Neste segundo artigo da série sobre os Termos de Compromisso na Lei das Bets, trataremos (1) dos requisitos, (2) dos impedimentos, (3) dos benefícios administrativos previstos em lei a serem concedidos àqueles interessados em encerrar os processos administrativos movidos pela SPA/MF contra si, bem como (4) da inexistência de benefícios cíveis e criminais automáticos a partir da celebração de Termos de Compromisso na Lei de Bets.

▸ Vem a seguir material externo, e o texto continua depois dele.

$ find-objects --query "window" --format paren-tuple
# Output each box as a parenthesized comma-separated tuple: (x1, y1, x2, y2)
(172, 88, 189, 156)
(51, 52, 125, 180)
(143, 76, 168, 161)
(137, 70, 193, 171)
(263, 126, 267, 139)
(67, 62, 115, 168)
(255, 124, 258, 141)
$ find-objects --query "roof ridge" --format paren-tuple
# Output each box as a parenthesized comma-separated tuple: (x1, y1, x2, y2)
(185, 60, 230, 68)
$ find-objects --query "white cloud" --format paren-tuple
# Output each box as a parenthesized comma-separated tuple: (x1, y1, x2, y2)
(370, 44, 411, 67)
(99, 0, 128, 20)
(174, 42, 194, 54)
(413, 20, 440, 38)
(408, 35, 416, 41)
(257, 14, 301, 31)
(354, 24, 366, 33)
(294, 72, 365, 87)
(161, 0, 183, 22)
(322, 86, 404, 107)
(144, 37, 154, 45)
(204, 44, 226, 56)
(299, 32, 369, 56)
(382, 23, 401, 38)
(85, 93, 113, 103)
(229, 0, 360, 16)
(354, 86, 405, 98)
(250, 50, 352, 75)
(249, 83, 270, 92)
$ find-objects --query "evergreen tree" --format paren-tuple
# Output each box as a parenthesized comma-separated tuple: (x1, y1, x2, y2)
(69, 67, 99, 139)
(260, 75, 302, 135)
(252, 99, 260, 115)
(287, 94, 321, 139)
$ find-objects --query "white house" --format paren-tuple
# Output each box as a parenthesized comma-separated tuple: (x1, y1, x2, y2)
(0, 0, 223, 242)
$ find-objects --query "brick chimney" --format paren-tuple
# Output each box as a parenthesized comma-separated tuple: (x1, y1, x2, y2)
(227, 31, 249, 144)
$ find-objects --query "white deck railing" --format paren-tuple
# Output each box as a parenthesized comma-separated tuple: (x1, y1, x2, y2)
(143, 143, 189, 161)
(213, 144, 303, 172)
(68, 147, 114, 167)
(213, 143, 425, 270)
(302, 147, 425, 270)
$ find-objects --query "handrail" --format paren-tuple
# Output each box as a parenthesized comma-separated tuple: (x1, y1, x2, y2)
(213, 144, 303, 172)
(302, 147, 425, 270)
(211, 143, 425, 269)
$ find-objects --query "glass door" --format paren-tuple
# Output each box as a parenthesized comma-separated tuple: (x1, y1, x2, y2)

Avançar nestes temas é essencial porque, para que o Termo de Compromisso se torne uma solução utilizada com regularidade pelos operadores do mercado de apostas de quota fixa, é fundamental que a Lei nº 14.790/2023 (“Lei das Bets”) e as portarias normativas editadas pela Secretaria de Prêmios e Apostas do Ministério da Fazenda (“SPA/MF”) definam com clareza as condições para que pessoas físicas ou jurídicas se tornem elegíveis a esse tipo de solução negociada, devendo também estabelecer incentivos que tornem a assinatura do termo uma opção preferível à continuidade do litígio na seara administrativa. Em artigo anterior, já apresentamos as condutas sancionáveis, os sujeitos passíveis de persecução, as penas prescritas e a dosimetria incidente nas penalidades previstas na Lei de Bets.1
(1) Requisitos legais para a celebração de Termos de Compromisso na Lei de Bets
A Lei das Bets define quatro requisitos cumulativos para a assinatura de um Termo de Compromisso:
(i) a cessação da infração ou de seus efeitos lesivos;
(ii) a correção das irregularidades apontadas;
(iii) indenização dos prejuízos gerados; e
(iv) o cumprimento das demais condições acordadas no caso concreto, sendo obrigatório o recolhimento de contribuição pecuniária à Conta Única do Tesouro Nacional2.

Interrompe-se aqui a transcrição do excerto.